Today the gray-thatched widower, 101, resides in Chico. Six of his relatives — the Maurers span four generations — were also in the neighboring town of Paradise when disaster knocked on their front doors and destroyed their homes.
Town was “cremated”
“My whole family made it out,” Maurer says now. “But the town was cremated. That’s the word I use.”
He speaks from his son’s comfortable home on a man-made lake in Chico, where all the Maurers now live.
Harold Maurer still owns his vacant land in Paradise but he’s staying put. “How am I going to rebuild?” he asks. “At my age, that would be foolish.”
“It’s a catastrophe that happened. It’s changed the lives of many, many people. Myself as an old ducker, I’m lucky. My mind is still clear, but the body’s getting a little bit chipped away at. And my health isn’t bad, but I could pass away tomorrow. But I’m ready for when the good Lord wants me.”
Maurer’s family and Christian faith are the pillars of his life. He plays the harmonica for fun, sounding out “On Top of Old Smokey” with gusto. And he remains a celebrity in the town where he’d lived for about 30 years.
Last summer, when the Save Mart grocery in Paradise staged a ceremonial reopening, Maurer cut the red ribbon as the mayor and firefighters looked on and applauded.

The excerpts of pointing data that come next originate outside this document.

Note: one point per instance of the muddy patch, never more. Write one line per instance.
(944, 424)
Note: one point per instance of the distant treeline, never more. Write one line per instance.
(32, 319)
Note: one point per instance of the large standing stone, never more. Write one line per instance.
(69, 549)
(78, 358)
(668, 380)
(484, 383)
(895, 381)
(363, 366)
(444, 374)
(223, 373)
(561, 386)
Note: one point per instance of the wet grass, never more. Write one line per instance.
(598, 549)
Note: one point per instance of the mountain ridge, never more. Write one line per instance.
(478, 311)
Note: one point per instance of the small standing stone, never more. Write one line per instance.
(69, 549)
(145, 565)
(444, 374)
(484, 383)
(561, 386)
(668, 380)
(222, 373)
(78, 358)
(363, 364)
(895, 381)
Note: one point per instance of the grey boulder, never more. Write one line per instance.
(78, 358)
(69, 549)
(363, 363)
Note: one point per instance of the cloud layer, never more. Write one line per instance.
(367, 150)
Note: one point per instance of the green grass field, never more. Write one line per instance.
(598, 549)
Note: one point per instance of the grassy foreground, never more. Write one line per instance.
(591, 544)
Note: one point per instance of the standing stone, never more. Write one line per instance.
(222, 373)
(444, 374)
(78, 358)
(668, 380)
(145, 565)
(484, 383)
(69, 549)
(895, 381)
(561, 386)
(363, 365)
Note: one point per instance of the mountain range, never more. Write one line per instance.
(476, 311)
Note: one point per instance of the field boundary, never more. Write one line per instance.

The father and his son built their careers in Orange County — Harold in accounting, sales and real-estate sales and Jack developing, building and selling residential and commercial property. After about 35 years, the Maurers left what the son called the “rat race” and retired to Paradise. Until the out-of-control fire in the rugged, sun-drenched foothills of the Sierra Nevada turned their cozy retirement years upside down.
When Jack Maurer checked in at his father’s home on the morning of the fire, Harold had already fled. By the time Jack got out, parts of the house, and his late mother’s organ, were engulfed in flames. That his dad’s car had little gasoline was a “blessing in disguise,” the son says, because some victims, trapped in vehicles, were burned alive.

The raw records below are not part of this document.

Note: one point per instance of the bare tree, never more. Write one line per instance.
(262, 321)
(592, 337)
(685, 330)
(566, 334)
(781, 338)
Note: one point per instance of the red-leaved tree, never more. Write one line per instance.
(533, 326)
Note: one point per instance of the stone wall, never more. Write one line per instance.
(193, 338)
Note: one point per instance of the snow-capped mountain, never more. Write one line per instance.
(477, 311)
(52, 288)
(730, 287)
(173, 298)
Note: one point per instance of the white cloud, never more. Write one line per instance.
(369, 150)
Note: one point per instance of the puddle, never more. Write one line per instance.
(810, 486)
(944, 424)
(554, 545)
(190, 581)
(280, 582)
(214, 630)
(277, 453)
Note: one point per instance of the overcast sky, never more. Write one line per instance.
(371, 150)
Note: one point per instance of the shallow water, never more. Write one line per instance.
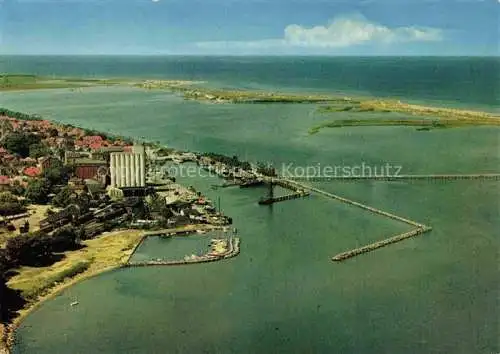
(435, 293)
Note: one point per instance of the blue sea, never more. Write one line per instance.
(436, 293)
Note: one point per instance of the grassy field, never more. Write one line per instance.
(108, 250)
(423, 117)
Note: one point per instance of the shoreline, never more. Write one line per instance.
(10, 329)
(8, 333)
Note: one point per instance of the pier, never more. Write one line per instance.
(373, 246)
(233, 251)
(442, 177)
(272, 200)
(419, 228)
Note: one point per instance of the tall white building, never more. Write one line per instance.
(128, 169)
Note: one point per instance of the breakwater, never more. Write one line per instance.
(444, 177)
(272, 200)
(361, 205)
(379, 244)
(420, 228)
(232, 251)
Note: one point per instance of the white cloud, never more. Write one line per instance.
(341, 32)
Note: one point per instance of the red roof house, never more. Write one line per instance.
(32, 171)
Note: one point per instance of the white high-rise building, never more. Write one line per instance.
(128, 169)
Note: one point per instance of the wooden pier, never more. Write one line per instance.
(272, 200)
(419, 228)
(373, 246)
(440, 177)
(233, 251)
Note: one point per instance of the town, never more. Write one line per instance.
(62, 187)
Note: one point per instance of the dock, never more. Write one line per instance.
(419, 227)
(438, 177)
(233, 251)
(272, 200)
(379, 244)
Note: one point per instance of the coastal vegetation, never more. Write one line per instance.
(12, 82)
(423, 117)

The men sheltered in the church parking lot with about 100 other people who panicked because “the whole fire was surrounding us,” Jack Maurer says. Hours went by and cell towers collapsed in flames before it was deemed safe for them to drive down Paradise Ridge into Chico.
Like his father, Jack Maurer isn’t going back to Paradise. “I was all gung-ho about rebuilding right off the bat, but it’s such a massive disaster,” says the son, who had cardiac surgery after the fire. He thinks it will be a decade or two before the town recovers. “So not in our lifetime,” he says, and, nodding to his father, “not in his.”
“I don’t know about that,” his father replies. “I may outlive you yet.”
The family patriarch, Harold Maurer lost his wife of 71 years, Lorene, in 2012 and she was laid to rest in Paradise Cemetery.
“My wife is resting up there, her remains,” he says now. “She’s in heaven, saving a chair for me.”